Des images plus intimes encore s’imposèrent à lui, des images qui
n’avaient pas leur place dans son esprit, surtout à propos d’une
humaine.
Ça
suffit, mec, concentre-toi ! lui ordonna sa conscience.
Il
devait se reprendre, aussi chercha-t-il à se raccrocher à un
défaut, à une imperfection, mais il n’en trouva aucune. Ce
n’était pas une beauté classique, mais elle était jolie d’une
façon inattendue. Elle avait un visage rond avec un petit nez et de
fins sourcils, qui surmontaient de grands yeux bleus. Curieusement,
au lieu de lui donner un air enfantin, cela lui conférait une sorte
d’innocence féminine assez irrésistible qui donna
immédiatement envie à Eric d’ouvrir ces jolis yeux sur un monde
de débauche et de lui faire découvrir le plaisir par les sentiers
les plus… raides.
Et
voilà, tu te remets à imaginer des scénarios scabreux !
Il
jura dans sa barbe en se demandant ce qui clochait chez lui. Il avait
du mal à se l’avouer, mais elle lui faisait un tel effet qu’il
était à deux doigts de tourner les talons. C’était plus qu’une
simple attirance sexuelle — déjà considérablement problématique
à elle seule —, il lui semblait que cette humaine représentait
une menace pour lui ; ce qui était parfaitement ridicule.

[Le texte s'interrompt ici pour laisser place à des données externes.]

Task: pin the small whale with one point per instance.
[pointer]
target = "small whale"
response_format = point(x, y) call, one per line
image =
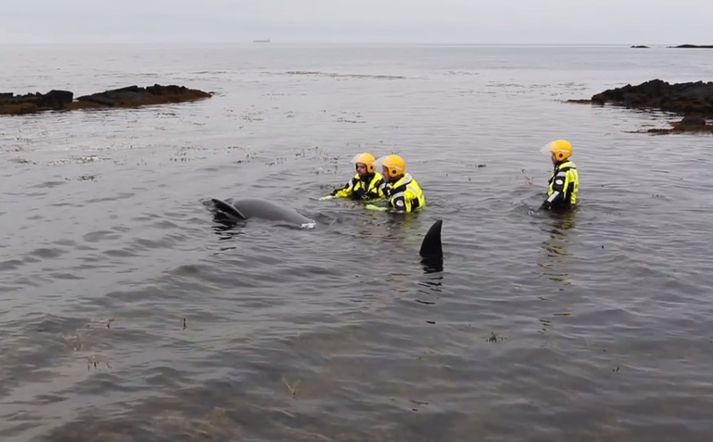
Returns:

C’était lui le monstre dans l’histoire, la créature redoutable
qui rôdait la nuit, pas elle ! Et pourtant il avait du mal à
respirer, et ses jambes semblaient lui suggérer de repartir en sens
inverse. Il fourra les mains dans ses poches et serra les dents. Une
goutte de sueur roula sur son front tandis qu’il faisait signe à
la conductrice d’abaisser sa vitre. Il fallait se débarrasser de
ce problème vite et bien. Elle ne bougea pas, se contentant d’arquer
un adorable sourcil, sans même prendre la peine de ciller. Eric
soutint son regard, déterminé à ne pas se laisser vaincre aussi
facilement que ses éclaireurs. Face à son mutisme, il fit en sorte
d’adopter le ton le moins menaçant possible.
— Je
n’ai pas l’intention de vous faire du mal, madame, je veux juste
vous parler.
Elle
le détailla des pieds à la tête, puis elle fit non de la tête en
le défiant d’un geste du menton.
Pourquoi
ça m’arrive à moi ce genre de truc ? Dire que Jeremy aurait
pu être de garde…
— Ecoutez,
moi aussi je peux être têtu, alors faites-nous gagner du temps et
baissez cette satanée vitre, lança-t-il sans parvenir cette fois à
rendre sa voix plus douce.
La
conversation s’annonçait rude, tant le loup en lui frappait
fort contre les cloisons de son corps : la bête avait remarqué
la jeune beauté et était bien déterminée à se faire entendre.
Cette fois elle ne secoua pas la tête ; il y avait du progrès.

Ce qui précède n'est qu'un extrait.